Logo

PEARSON_q

Updated 2023-11-01 21:06:02.320000

Syntax

SELECT [westclintech].[wct].[PEARSON_q] (
   <@Known_y_Known_x_RangeQuery, nvarchar(4000),>)

Description

Use the scalar function PEARSON_q to calculate the product moment correlation coefficient between two datasets.
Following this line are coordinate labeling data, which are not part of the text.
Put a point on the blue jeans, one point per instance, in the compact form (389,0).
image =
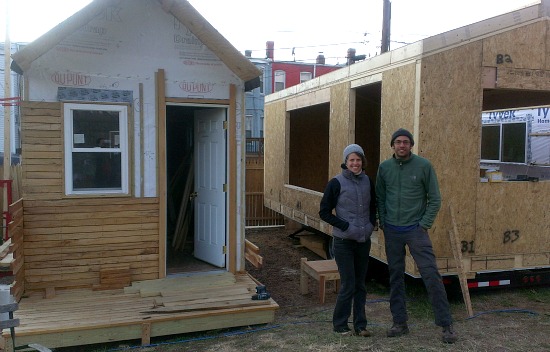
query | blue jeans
(352,258)
(421,250)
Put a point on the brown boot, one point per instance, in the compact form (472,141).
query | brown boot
(398,329)
(449,335)
(363,333)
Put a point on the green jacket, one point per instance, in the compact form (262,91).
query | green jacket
(407,192)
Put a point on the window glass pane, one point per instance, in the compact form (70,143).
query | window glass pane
(96,170)
(490,143)
(305,76)
(93,128)
(513,142)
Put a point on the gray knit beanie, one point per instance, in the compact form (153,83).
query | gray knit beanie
(401,132)
(353,148)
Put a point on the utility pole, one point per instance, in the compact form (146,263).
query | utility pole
(7,94)
(386,25)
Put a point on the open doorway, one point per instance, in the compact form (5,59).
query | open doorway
(195,179)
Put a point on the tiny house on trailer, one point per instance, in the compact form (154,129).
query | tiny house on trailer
(438,88)
(133,145)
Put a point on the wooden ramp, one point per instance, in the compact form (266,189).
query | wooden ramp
(143,310)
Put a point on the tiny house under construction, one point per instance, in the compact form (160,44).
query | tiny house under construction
(438,89)
(133,176)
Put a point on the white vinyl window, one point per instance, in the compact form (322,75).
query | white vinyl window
(96,149)
(504,142)
(280,80)
(305,76)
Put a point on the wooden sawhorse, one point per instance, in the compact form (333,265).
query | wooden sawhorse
(320,270)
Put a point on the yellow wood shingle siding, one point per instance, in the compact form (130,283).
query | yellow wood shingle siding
(68,241)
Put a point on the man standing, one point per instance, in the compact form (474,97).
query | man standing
(408,200)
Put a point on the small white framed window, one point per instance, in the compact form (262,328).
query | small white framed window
(305,76)
(280,80)
(96,149)
(504,142)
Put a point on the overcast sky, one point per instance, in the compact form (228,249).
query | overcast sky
(310,27)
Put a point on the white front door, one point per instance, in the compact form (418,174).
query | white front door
(210,177)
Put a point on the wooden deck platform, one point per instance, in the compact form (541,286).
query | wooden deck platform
(143,310)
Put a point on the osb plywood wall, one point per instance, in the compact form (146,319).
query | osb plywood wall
(275,138)
(309,147)
(504,209)
(523,47)
(342,125)
(398,104)
(70,241)
(449,135)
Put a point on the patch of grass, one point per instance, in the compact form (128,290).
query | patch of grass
(537,294)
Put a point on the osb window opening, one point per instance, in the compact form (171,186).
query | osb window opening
(308,147)
(504,142)
(96,149)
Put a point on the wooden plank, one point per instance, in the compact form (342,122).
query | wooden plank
(455,246)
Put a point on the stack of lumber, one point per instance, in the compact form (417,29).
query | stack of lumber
(195,293)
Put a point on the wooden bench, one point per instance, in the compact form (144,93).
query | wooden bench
(320,270)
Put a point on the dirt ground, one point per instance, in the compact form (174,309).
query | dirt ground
(504,320)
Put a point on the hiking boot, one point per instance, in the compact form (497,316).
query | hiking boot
(449,335)
(363,333)
(343,331)
(398,329)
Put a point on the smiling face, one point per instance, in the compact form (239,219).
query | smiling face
(354,163)
(402,147)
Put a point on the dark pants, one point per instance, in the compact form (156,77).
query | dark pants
(420,246)
(352,259)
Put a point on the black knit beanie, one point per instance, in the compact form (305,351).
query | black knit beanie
(401,132)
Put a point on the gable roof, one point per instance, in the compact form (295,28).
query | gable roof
(180,9)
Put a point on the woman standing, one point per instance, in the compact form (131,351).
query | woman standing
(351,195)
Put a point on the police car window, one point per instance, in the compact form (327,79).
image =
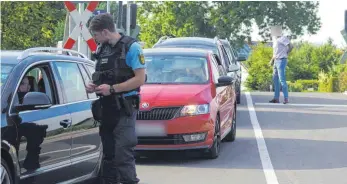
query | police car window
(226,58)
(230,54)
(37,79)
(5,71)
(86,79)
(72,80)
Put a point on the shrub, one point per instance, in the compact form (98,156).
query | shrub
(343,81)
(305,63)
(259,71)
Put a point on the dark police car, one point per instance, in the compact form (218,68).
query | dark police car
(215,45)
(48,134)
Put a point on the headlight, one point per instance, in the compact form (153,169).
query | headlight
(191,110)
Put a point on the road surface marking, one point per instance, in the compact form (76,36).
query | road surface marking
(301,105)
(268,169)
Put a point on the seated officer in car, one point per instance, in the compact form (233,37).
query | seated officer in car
(119,73)
(33,133)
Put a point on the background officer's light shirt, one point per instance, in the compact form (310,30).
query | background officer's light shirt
(281,47)
(133,60)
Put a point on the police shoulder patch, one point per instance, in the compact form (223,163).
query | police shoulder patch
(142,59)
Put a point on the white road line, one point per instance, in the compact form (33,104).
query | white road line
(301,105)
(268,169)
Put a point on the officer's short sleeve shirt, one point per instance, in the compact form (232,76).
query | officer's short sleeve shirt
(135,60)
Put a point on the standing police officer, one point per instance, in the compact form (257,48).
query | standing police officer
(119,73)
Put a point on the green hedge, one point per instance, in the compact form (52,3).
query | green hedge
(305,64)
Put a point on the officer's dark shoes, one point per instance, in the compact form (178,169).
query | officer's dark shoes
(274,101)
(285,101)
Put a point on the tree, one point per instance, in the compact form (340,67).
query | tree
(28,24)
(181,18)
(226,19)
(235,18)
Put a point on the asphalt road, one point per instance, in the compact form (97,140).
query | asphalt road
(302,142)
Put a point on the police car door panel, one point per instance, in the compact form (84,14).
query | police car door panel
(45,138)
(55,150)
(85,137)
(86,142)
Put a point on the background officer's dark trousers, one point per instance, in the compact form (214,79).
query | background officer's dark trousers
(118,138)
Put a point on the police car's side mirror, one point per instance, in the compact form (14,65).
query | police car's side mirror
(34,101)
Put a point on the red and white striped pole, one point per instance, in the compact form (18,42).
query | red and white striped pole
(81,21)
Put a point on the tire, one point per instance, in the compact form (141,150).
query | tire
(232,134)
(214,151)
(7,178)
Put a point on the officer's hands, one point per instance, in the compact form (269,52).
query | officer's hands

The equation for the Pearson correlation coefficient is

r_{xy}=\frac{\sum(x-\bar{x})(y-\bar{y})}{\sqrt{\sum(x-\bar{x})^2\sum(y-\bar{y})^2}}

Arguments

@Known_y_Known_x_RangeQuery

the select statement, as text, used to determine the known y- and x-values to be used in the PEARSON_q calculation.

Return Type

float

Remarks

If the number of known-x data points is different than the number of known-y data points, PEARSON_q will return an error.

If the standard deviation of either set of data points is zero, then PEARSON_q will return an error.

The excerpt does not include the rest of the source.